Most Americans consider Russia to be unfriendly to the U.S., but are divided over the merits of President Barack Obama's decision to cancel a September meeting with Russian President Vladimir Putin, according to a new HuffPost/YouGov poll.
Forty-three percent of respondents said they approve and 37 percent said they disapprove of Obama's decision to cancel the one-on-one meetings after Russia granted temporary political asylum to National Security Agency leaker Edward Snowden.
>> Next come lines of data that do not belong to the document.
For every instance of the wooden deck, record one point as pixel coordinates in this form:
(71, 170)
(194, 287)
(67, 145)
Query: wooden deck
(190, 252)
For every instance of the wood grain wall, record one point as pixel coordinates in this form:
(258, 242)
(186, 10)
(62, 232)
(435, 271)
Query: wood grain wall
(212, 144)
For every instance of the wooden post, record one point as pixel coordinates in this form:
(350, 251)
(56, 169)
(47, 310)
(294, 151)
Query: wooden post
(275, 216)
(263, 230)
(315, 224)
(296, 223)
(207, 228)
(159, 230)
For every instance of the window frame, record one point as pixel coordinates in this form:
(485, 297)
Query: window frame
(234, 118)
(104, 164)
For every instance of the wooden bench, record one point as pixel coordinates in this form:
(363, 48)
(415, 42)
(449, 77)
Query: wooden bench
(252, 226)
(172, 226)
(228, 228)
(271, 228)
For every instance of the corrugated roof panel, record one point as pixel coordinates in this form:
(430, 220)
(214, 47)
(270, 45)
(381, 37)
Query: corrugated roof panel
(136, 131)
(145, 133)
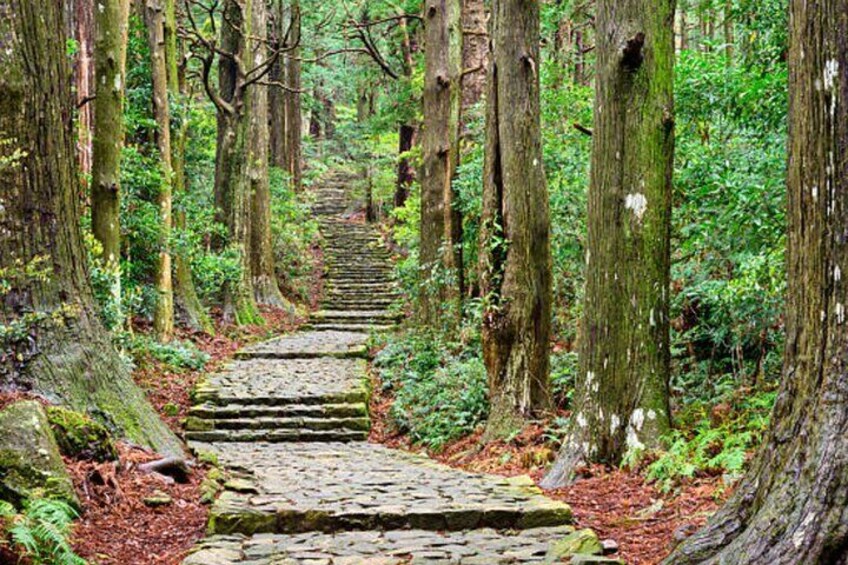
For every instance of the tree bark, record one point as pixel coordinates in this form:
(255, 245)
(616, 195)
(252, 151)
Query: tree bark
(294, 120)
(442, 89)
(792, 505)
(188, 305)
(515, 251)
(111, 25)
(163, 314)
(265, 288)
(232, 186)
(65, 354)
(621, 392)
Another 21 percent said they weren't sure.
Democrats were the most likely to say they approve of the cancellation (by 60 percent to 21 percent), while pluralities of independents (44 percent to 31 percent) and Republicans (48 percent to 37 percent) said they disapprove.
The White House cited Russia's granting of temporary asylum to Snowden as a factor in its decision to call off the top-level bilateral meeting, along with "lack of progress" on such issues as missile defense, global security and human rights.
A combined 54 percent of Americans said they consider Russia to be either unfriendly to the U.S. (42 percent) or an enemy (12 percent). Five percent said they consider Russia to be an ally, and another 15 percent said the country was friendly. The poll found little partisan division over Russia's status as friend or foe.
Although the vast majority of poll respondents said they had heard a lot (48 percent) or at least a little (40 percent) about Snowden's asylum, Russia's status in their minds as unfriendly preceded that Aug. 1 decision. A YouGov/Economist poll conducted July 13-15 found that a combined 50 percent said Russia was unfriendly (36 percent) or an enemy (14 percent).
The new HuffPost/YouGov poll was conducted Aug. 7-8 among 1,000 adults using a sample selected from YouGov's opt-in online panel to match the demographics and other characteristics of the adult U.S. population. Factors considered include age, race, gender, education, employment, income, marital status, number of children, voter registration, time and location of Internet access, interest in politics, religion and church attendance.